Medium link - https://medium.com/@jaspreet.s/eda-importance-to-find-recommendations-based-on-dataset-d58731694e1c
- start_scan_to_end_scan is in minutes -> od_end_time - od_start_time
- Same values after grouping - 'data','trip_creation_time' 'route_schedule_uuid', 'route_type', 'source_center', 'source_name', 'destination_center', 'destination_name', 'od_start_time','od_end_time', 'start_scan_to_end_scan'
- Different values after grouping - is_cutoff, cutoff_factor, , 'cutoff_timestamp', 'actual_distance_to_destination', 'actual_time', 'osrm_time', 'osrm_distance', 'factor', 'segment_actual_time', 'segment_osrm_time', 'segment_osrm_distance','segment_factor'
- cutoff_factor is distance that is supposed to be there for actual_distance_to_destination. For trip starting, it is always False.
- max(actual_distance_to_destination) gives total distance as it is cumulative column
- max(actual_time) is time taken for covering as it is cumulative column.

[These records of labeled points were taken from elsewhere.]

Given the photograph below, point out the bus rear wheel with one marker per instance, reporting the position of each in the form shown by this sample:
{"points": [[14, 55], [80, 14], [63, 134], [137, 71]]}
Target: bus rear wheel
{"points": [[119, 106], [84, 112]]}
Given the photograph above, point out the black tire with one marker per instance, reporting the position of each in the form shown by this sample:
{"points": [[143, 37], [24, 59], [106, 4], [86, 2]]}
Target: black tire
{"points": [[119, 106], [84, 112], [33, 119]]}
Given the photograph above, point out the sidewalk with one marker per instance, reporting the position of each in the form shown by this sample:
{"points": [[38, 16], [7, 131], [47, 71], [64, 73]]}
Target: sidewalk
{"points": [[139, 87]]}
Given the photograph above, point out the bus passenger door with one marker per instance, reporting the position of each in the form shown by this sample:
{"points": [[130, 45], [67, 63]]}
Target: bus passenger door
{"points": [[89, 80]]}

- Similarly for osrm distance & osrm time. These are cumulative columns so taking max
- 'segment_actual_time', 'segment_osrm_time', 'segment_osrm_distance','segment_factor' are non cumulative columns
- factor = actual_time/osrm_time
- segment_factor = segment_actual_time/segment_osrm_time
- segment_distance_to_destination can be calculated using actual_distance_to_destination by subtracting from next row values.

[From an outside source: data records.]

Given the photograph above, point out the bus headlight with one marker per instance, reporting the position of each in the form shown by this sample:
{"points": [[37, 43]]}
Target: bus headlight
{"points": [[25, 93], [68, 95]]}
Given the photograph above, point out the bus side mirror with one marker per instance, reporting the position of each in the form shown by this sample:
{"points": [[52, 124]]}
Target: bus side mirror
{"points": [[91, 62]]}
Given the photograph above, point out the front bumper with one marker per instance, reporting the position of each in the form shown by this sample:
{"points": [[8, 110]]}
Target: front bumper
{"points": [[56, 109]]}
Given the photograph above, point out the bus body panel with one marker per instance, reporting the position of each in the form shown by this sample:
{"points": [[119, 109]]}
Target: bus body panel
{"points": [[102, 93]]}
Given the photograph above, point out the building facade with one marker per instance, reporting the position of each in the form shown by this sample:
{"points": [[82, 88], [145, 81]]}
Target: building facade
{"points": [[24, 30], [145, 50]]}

- Note, we saw some error in values in segments aggregations.
- FTL has better speed, lesser time than Carting in mostly all cases. (We notice some errors in data where speed of Carting is unreasonably high for few trips which should be error/outliers - handled in final_df).
- Karnataka<->Karnataka is busiest corridor state (closely followed by Maharashtra<->Maharashtra) used in 2323 trips out of 18,947 subtrips (~12%).
- Delhi <-> Haryana is busiest interstate corridor (where carting is 6 times more used than FTL).
- Carting is used for distances upto 100 kms in busiest corridor state
- We can use carting for all corridor listed in corridor_bad_ftl (list printed above) to save both time and money. (Avg time in carting for same corridor is lesser than in FTL)
- Destination city for most of the trips is Bengaluru city (followed by Gurgaon) and source city is also Bengaluru (followed by Gurgaon) for most trips. Bengaluru is the hub for most trips.
- We notice that most trips whose source is Karnataka, destination state is also Karnataka (~90%). It is true for vice-versa too.
- Carting is preferred twice as much than FTL in Bengaluru corridor.
- When Carting, mean difference between OSRM time & actual time is 4 times smaller (hence better) than when using FTL.
- In busiest corridor state (Karnataka), we see bad performing trips by FTL - speed<20, distance<100. So, our recommendation would be to prefer using Carting for these sources & destinations. It may be cheaper as well (and more aligned to OSRM times as well)
- The next recommendation would be to prefer long distance when suggested by OSRM. It is so because while analysing all the trips where deadline (cutoff_timestamp) was missed, we saw we took average twice the time we would have taken if followed OSRM suggestion even though distance covered by OSRM suggestion is 33% more average.